Earlier this year, Somalia was facing the sort of serious famine it experienced in 2011. The situation is still difficult, but thanks to rapid action from the international community, a major disaster has been averted.
More than a quarter of a million people starved to death in Somalia in the 2011 famine – partly because the international community did not act fast enough. When indicators in early 2017 showed that more than six million people were facing an acute food shortage, the UN warned of the risk of a new famine developing.
Somalia is still in a very fragile situation, but it is nonetheless important to highlight that the famine that was feared this year has been averted. This is a major humanitarian achievement,” says Susanne Mikhail, Director of Humanitarian Assistance at Sida.
Sweden and Sida are among the donors that reacted the fastest. The annual humanitarian contribution of SEK 94 million to Somalia that was agreed in January was increased as early as February, with a further SEK 100 million to UNICEF, the World Food Programme and the humanitarian country fund administered by the UN.

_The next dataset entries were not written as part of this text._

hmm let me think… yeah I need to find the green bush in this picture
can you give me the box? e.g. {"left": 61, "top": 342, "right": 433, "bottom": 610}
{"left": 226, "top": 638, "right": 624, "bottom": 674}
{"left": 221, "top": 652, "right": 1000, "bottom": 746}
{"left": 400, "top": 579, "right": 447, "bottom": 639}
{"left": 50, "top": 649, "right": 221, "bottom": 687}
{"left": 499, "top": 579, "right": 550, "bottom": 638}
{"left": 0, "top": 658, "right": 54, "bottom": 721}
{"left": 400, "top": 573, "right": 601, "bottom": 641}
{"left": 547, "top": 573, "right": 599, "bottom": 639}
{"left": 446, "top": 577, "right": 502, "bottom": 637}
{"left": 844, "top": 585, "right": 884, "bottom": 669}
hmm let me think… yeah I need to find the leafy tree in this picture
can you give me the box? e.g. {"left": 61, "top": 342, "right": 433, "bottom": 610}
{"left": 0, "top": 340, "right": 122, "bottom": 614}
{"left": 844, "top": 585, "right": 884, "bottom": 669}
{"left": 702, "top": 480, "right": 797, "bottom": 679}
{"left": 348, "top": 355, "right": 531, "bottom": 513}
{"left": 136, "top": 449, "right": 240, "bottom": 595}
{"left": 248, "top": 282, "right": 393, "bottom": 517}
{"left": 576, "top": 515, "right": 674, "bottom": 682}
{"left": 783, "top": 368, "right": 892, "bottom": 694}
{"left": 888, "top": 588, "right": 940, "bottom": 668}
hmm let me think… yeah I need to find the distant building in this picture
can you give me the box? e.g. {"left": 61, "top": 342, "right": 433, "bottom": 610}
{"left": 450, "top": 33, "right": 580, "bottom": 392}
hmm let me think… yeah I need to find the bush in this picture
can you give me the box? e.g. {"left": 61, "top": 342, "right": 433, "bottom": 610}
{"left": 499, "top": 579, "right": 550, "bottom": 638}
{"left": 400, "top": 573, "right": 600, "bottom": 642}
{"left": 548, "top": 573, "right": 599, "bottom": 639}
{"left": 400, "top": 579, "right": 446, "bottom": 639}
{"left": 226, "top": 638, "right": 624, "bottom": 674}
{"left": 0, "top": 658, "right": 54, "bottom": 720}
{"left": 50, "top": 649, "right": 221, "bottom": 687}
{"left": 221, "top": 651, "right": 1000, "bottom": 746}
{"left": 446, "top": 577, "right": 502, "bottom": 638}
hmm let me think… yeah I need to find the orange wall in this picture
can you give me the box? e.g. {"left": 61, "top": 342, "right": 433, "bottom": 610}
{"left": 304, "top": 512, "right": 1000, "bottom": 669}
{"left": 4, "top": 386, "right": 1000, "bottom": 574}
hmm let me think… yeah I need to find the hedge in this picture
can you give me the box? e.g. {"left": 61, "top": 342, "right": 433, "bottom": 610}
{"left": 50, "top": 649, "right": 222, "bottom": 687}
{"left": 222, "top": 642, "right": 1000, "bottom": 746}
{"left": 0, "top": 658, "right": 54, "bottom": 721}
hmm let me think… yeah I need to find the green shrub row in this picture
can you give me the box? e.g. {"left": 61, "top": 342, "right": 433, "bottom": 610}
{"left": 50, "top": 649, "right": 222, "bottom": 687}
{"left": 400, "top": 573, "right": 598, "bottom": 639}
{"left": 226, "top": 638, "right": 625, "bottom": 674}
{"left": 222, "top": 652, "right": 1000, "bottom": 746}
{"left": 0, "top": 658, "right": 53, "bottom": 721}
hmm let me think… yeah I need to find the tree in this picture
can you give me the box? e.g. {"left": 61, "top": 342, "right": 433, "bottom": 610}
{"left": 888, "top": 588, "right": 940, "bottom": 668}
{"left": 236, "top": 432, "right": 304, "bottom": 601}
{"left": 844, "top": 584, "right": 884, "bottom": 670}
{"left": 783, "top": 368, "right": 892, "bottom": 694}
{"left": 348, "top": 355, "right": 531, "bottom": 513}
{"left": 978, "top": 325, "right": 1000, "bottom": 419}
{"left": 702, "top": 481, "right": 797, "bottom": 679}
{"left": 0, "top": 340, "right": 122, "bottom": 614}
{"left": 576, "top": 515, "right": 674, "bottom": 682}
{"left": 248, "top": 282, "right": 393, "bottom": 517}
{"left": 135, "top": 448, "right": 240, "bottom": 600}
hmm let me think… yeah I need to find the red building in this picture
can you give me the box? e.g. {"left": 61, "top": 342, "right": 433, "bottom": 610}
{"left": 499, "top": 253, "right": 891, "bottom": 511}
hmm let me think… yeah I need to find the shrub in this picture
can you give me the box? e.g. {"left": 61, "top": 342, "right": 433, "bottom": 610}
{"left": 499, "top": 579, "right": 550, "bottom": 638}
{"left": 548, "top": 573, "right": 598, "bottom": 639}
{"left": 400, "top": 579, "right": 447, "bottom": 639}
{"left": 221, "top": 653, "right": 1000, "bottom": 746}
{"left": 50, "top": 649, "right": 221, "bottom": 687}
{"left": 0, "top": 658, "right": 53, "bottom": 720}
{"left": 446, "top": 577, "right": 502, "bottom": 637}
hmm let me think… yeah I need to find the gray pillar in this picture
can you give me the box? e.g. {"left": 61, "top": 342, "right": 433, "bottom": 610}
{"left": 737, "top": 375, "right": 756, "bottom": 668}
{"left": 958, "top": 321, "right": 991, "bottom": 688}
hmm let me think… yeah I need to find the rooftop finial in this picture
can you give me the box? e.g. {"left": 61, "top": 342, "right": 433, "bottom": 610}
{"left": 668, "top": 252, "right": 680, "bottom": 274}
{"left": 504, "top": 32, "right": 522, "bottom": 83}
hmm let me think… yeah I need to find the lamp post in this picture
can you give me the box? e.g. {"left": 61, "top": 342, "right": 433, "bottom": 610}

In addition to Sweden’s support to the World Food Programme’s food distribution in Somalia, the Food and Agriculture Organisation of the United Nations received more long-term agricultural support. This paid for the distribution of seed and agricultural equipment, and measures to save livestock, which are an important source of income for many people in rural Somalia.
Unlike aid from many other donors, the distribution of Swedish aid is not linked to any special interests or influenced by media coverage. It is entirely needs-based and builds on humanitarian principles such as neutrality and independence.
This case relates to Global Goal 2: Zero hunger.